11  池田 一方で軍備を縮小する交渉のテーブルについていながら、他方で安全保障のために軍備を増強したり新兵器を開発したりしているのが、現代の国際政治の実態といえましょう。いまのご指摘のように、軍縮というと平和への前進と受け止められがちですが、その本質を見誤ってはならないと思います。
 政府間交渉で行われている軍備の縮小というのは、主として経済的動機によるものであったり、新しい軍備・兵器の開発によって古いものが不要化したことによるものであったりします。そして、相手に与える脅威は減少させないようにしながら、相手側の軍備を減らさせようとしているといってよいでしょう。こうした現状のままでは譬喩的にいえば、大きな重い剣を擬し合うのをやめて、毒針に変えようとしているだけではないでしょうか。
12  ペッチェイ いずれにせよ、軍縮即平和ではないのですから、たとえいかに誠意ある軍縮協定でも、それはたんに正しい方向へ向かう第一歩にすぎないということを、われわれは認識すべきでしょう。軍縮は、たしかに平和への一つの鍵であり平和にいたる道程の一里塚ではありえても、平和そのものではありません。平和とは一つの無形の価値であり。、心と精神の文化的な状態。であって、それは各個人の内にはっきりと強く刻み込まれるとともに、他の人びとにも絶対的に必要なものとして広く分かち合われ、その結果、社会全体の共有の世襲財産とならなければなりません。
 平和は、このように、すべての、もしくは大多数の市民が、尊いもの、献身するだけの価値あるものとして大切にするようになったときに、初めて実現するものでしょう。戦争が傲慢、エゴイズム、相互不信、恐怖の蒸留された苦汁であり、ほとんど例外なく権力を行使する側によって醸成されるのに対し、平和とは、民衆間の相互理解、寛容、尊敬、連帯が自然にもたらす結果であり、民衆自身の心からのみ芽生えうるものです。
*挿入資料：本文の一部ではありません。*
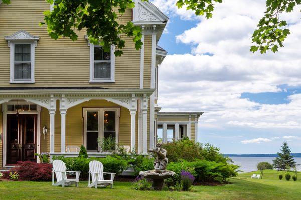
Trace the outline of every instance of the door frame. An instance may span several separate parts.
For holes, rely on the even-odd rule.
[[[26,115],[26,114],[37,114],[37,153],[40,153],[40,138],[41,138],[41,106],[36,104],[35,103],[31,103],[26,101],[18,100],[18,101],[10,101],[6,103],[2,104],[2,113],[3,113],[3,139],[2,139],[2,167],[12,168],[15,166],[14,165],[7,165],[7,115],[8,114],[16,114],[16,112],[14,111],[8,111],[7,107],[8,105],[15,105],[15,104],[22,104],[22,105],[37,105],[37,111],[20,111],[20,115]],[[39,163],[40,160],[39,157],[37,157],[37,162]]]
 軍縮となると、これは戦争と平和の間の不確定な状態に属するもので、それを決定するのは、ほんの少数の人びとにすぎません。軍縮は、いかに必要不可欠であるとはいっても、それ自体では決して十分ではないということ、そして軍縮がもたらすかもしれないどんな緊張緩和も、また軍縮が生み出すかもしれないどんな政治情勢や経済状況の好転も、本質的には不安定なものであり、将軍たちの気分しだいでいとも簡単に覆されてしまうものだということを、われわれはしっかりと弁えなければなりません。
 そして、いわゆる軍事・政治・産業・科学の戦争挑発複合体が一掃され、人類社会全体が真に平和を愛し平和に満ちないかぎり、この地球に真実の平和は樹立できないということを、心に刻むべきでしょう。
 ところで池田会長、あなたは非常に重要な平和を志向する仏教団体の最高指導者です。これまで世界の軍縮を達成すべくなされてきた馬鹿げた努力について、あなたはどのようにお考えでしょうか。平和という目標は、どうすれば、さらに推し進めることができるでしょうか。平和という合理を戦争という不合理に打ち勝たせるために、世界各地の一般の男女が起こすことのできる、強力な行動はあるでしょうか。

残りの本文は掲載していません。